Why not?: Why You Can Throw Away "If", and Why You Shouldn't

Thursday, August 14, 2008

Why You Can Throw Away "If", and Why You Shouldn't

Introduction

Most reasonably experienced object-oriented programmers have probably stumbled upon the same realization; namely, that it's possible to replace if statements with polymorphism. Polymorphism is simply a way to delay a decision until runtime. The if statement does the same thing. In fact, procedural programmers need to resort to things like if and switch statements because they have no other tool. Functional programmers, on the other hand, simply toss functions around willy nilly.

This realization can be powerful. It can also really hurt a code base (I know - I've smashed my share of algorithmic china with this hammer).

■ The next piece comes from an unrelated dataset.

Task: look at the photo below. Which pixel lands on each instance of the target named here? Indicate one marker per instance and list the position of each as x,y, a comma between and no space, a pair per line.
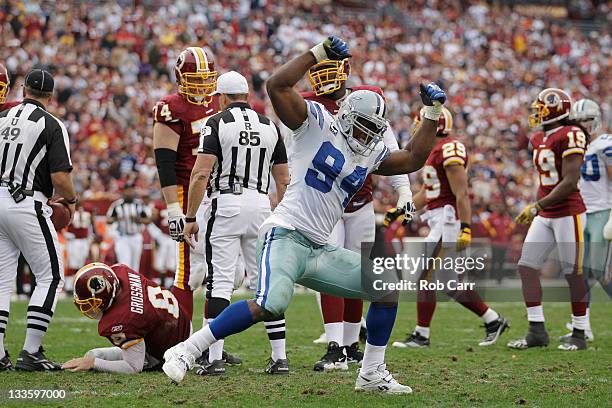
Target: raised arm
288,104
414,155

I recently ran into a place on a project where it was a great idea, and I thought I would share why I thought it worked so well.

Current Implementation

Suppose you have 2 methods:

public void storeNewItem() {
    Item item = new Item();
    item.name = request["name"];
    item.description = request["description"];
    item.quantity = request["quantity"];
    item.value = someComplexCalculation();
    item.totalValue = item.quantity * item.value;
    // calculate and store some more fields here
    items.addNewItem(item);
}

public void storeExistingItem() {
    Item item = items.get(request["itemId"]);
    item.name = request["name"];
    item.description = request["description"];
    item.quantity = request["quantity"];
    item.value = someComplexCalculation();
    item.totalValue = item.quantity * item.value;
    // calculate and store some more fields here
    item.update();
}

These two functions should look pretty similar. In fact, they are nearly identical. Both acquire an item, populate it with data, and then store it. The only difference is the way that the item is acquired and the way that the item is stored.

First Attempt

I wanted to merge these methods, and this was my first attempt.

public void storeItem() {
    Item item;
    if (request["itemId"] == null) {
        item = new Item();
    } else {
        item = items.get(request["itemId"]);
    }

    item.name = request["name"];
    item.description = request["description"];
    item.quantity = request["quantity"];
    item.value = someComplexCalculation();
    item.totalValue = item.quantity * item.value;
    // calculate and store some more fields here

    if (request["itemId"] == null) {
        items.addNewItem(item);
    } else {
        item.update();
    }
}

This works, but is obvious crap. I found myself saying "I wish Item were able to handle those details by itself".

Second Attempt

Well, I wasn't brave enough to change Item, so I instead wrapped it.

public void storeItem() {
    Persister persister;
    if (request["itemId"] == null) {
        persister = new NewItemPersister();
    } else {
        persister = new ExistingItemPersister(request["itemId"]);
    }

    Item item = persister.getItem();
    item.name = request["name"];
    item.description = request["description"];
    item.quantity = request["quantity"];
    item.value = someComplexCalculation();
    item.totalValue = item.quantity * item.value;
    // calculate and store some more fields here
    persister.persist();
}

interface Persister {
    Item getItem();
    void persist();
}

class NewItemPersister implements Persister {
    private Item item = new Item();
    
    public Item getItem() { return item; }
    
    public void persist() { items.addNewItem(item); }
}

class ExistingItemPersister implements Persister {
    private Item item;
    
    public ExistingItemPersister(String itemId) {
        item = items.get(request["itemId"]);
    }
    
    public Item getItem() { return item; }
    
    public void persist() { item.update(); }
}

We still have an ugly if at the top of the function, and we have certainly ballooned the code. I still think that this is better than what we started with.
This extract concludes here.